Persönliches

Die Vaterschaft Gottes

Als ich vor zwei Jahren wieder angefangen habe, die Bibel zu lesen, war es wie ein neuer Aufbruch. Ich habe mich auf eine Spurensuche begeben hinein in die Lebenszeit Jesu, das jüdische Leben inmitten der Herrschaft der Römer und die Geschichte des Nahen Ostens. Und ich habe begonnen, Jesus und die Tragweite dessen, was er verkörpert, mit neuen Augen zu sehen. In diesem Prozess wurde irgendwann auch die Frage nach dem Wesen Gottes in mir neu angerührt. Jesus erklärt im Johannesevangelium: “Wer mich sieht, der sieht den Vater.” (Joh 12, 45 Lutherbibel) In Jesus können wir das Wesen des Vaters durchscheinen sehen. Jesus nennt seinen Vater in seiner aramäischen Sprache liebevoll “Abba” und seine Beziehung zum Vater ist von absolutem Vertrauen und absoluter Hingabe geprägt. Er kann uns auch in dieser Hinsicht Vorbild sein, wenn wir uns selbst dem Wesen Gottes anzunähern versuchen.

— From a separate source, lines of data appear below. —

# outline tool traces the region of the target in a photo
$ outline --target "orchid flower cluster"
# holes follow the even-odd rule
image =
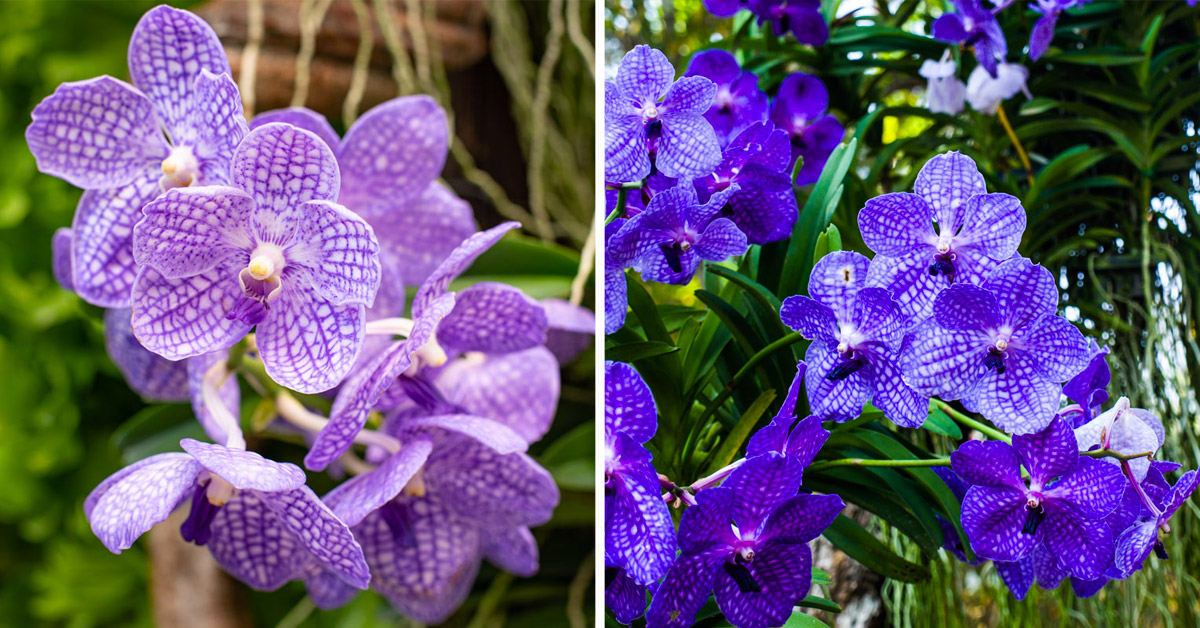
[[[782,240],[793,185],[813,183],[845,131],[820,79],[794,73],[775,98],[732,54],[706,50],[684,76],[637,46],[605,84],[605,331],[625,321],[625,270],[685,285],[701,261]]]
[[[1029,8],[1041,15],[1029,36],[1029,60],[1037,61],[1050,48],[1054,27],[1059,16],[1091,0],[1035,0]],[[1019,92],[1029,96],[1025,81],[1029,69],[1019,63],[1008,63],[1008,41],[996,16],[1012,0],[996,2],[987,8],[981,0],[954,0],[954,11],[944,13],[933,23],[932,35],[939,41],[970,48],[979,65],[971,71],[964,85],[956,74],[958,64],[947,50],[941,60],[926,59],[921,76],[929,79],[925,92],[926,106],[934,113],[958,114],[963,101],[976,111],[994,114],[1004,100]]]
[[[559,495],[524,452],[594,319],[501,283],[450,290],[519,225],[477,233],[436,181],[442,109],[397,98],[343,138],[302,108],[248,124],[216,34],[166,6],[138,23],[129,70],[133,84],[65,83],[33,111],[39,169],[85,190],[54,237],[55,274],[108,308],[130,386],[190,399],[212,442],[96,487],[96,536],[120,553],[187,504],[182,537],[255,589],[302,580],[333,608],[370,587],[428,623],[484,559],[536,572],[530,527]],[[309,470],[352,477],[319,497],[296,465],[249,451],[239,376],[282,419],[262,433],[299,434]]]
[[[823,45],[829,39],[821,0],[704,0],[704,8],[716,17],[733,17],[748,10],[759,26],[769,25],[776,36],[791,33],[796,41],[810,46]]]
[[[644,446],[653,398],[631,367],[608,365],[606,599],[619,621],[644,611],[651,628],[691,625],[712,592],[738,628],[782,624],[808,591],[807,542],[842,509],[836,495],[803,488],[803,469],[827,428],[868,403],[916,428],[937,398],[991,439],[932,466],[961,501],[975,560],[994,561],[1018,599],[1035,581],[1054,588],[1067,577],[1090,596],[1151,553],[1166,558],[1159,536],[1200,476],[1172,485],[1166,474],[1179,465],[1155,459],[1161,421],[1124,397],[1104,408],[1107,350],[1057,314],[1053,275],[1020,256],[1018,199],[989,193],[975,162],[948,152],[924,165],[913,192],[869,200],[858,225],[874,257],[828,253],[807,296],[783,301],[782,322],[811,342],[742,460],[686,487],[657,476]],[[811,415],[797,421],[802,385]],[[674,536],[664,502],[688,507]],[[966,560],[943,524],[947,549]]]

In seinen Gleichnissen führt Jesus seinen Zuhörern vor Augen, wie Gott im Herzen ist und wie er uns begegnen möchte. Es sind Metaphern wie “Münze”, “Perle”, “Schatz”, “verlorenes Schaf”, die verdeutlichen, wie wertvoll und kostbar die Menschen für Gott sind. Im Gleichnis vom verlorenen Sohn im Lukasevangelium thematisiert Jesus die Haltung Gottes zu seinen Kindern ganz unmittelbar. Es handelt von einem Vater, dessen zwei Söhne ein großes Erbe erwartet. Der jüngere Sohn fordert sein Erbteil jedoch vorzeitig vom Vater ein und verlässt den väterlichen Hof reich ausgestattet. Er geht mit dem Geld verschwenderisch um und verliert schließlich alles. Von allen verlassen und am Ende seiner Kräfte kehrt er zu seinem Vater zurück, um ihn zu bitten, dass er ihn als sein Knecht einstellen möge. Währenddessen ist der ältere Sohn die ganze Zeit über bei seinem Vater geblieben, hat in Aussicht auf sein späteres Erbe seine tägliche Arbeit verrichtet – und blickt nun argwöhnisch auf den Zurückgekehrten. In der Reaktion des Vaters auf seine Söhne können wir Gottes Herz finden, Gott selbst finden. Der Vater erweist sich schon zu Beginn als ein freilassender Vater, der sich nicht aufdrängt oder dem Sohn Vorwürfe macht, sondern ihn ernst nimmt und in die Eigenständigkeit entlässt. Beim Anblick des heruntergekommenen Zustands des Jungen zögert er keine Sekunde, sondern eilt ihm entgegen, fällt ihm um den Hals und überschüttet ihn mit Küssen – im jüdischen Selbstverständnis eines älteren Mannes undenkbar.

Auch hier gibt es keine Vorwürfe oder Bedingungen; der Vater nimmt den Sohn ganz selbstverständlich wieder bei sich auf – nicht als Knecht, sondern als Sohn. Ihn, der alles verprasst hat, kleidet er neu ein, gibt ihm einen Ring und Sandalen und feiert mit ihm und der ganzen Gemeinschaft ein Freudenfest. Der Vater gibt dem Sohn die Würde zurück, Boden unter den Füßen und eine neue Perspektive für sein Leben – frei und aus Gnade. Gleichermaßen liebevoll geht er hinaus zum älteren Sohn, der sich ungerecht behandelt fühlt und abgewandt hat. Er überlässt auch ihn nicht sich selbst, sondern tröstet ihn und versichert ihm seine Liebe und Fürsorge.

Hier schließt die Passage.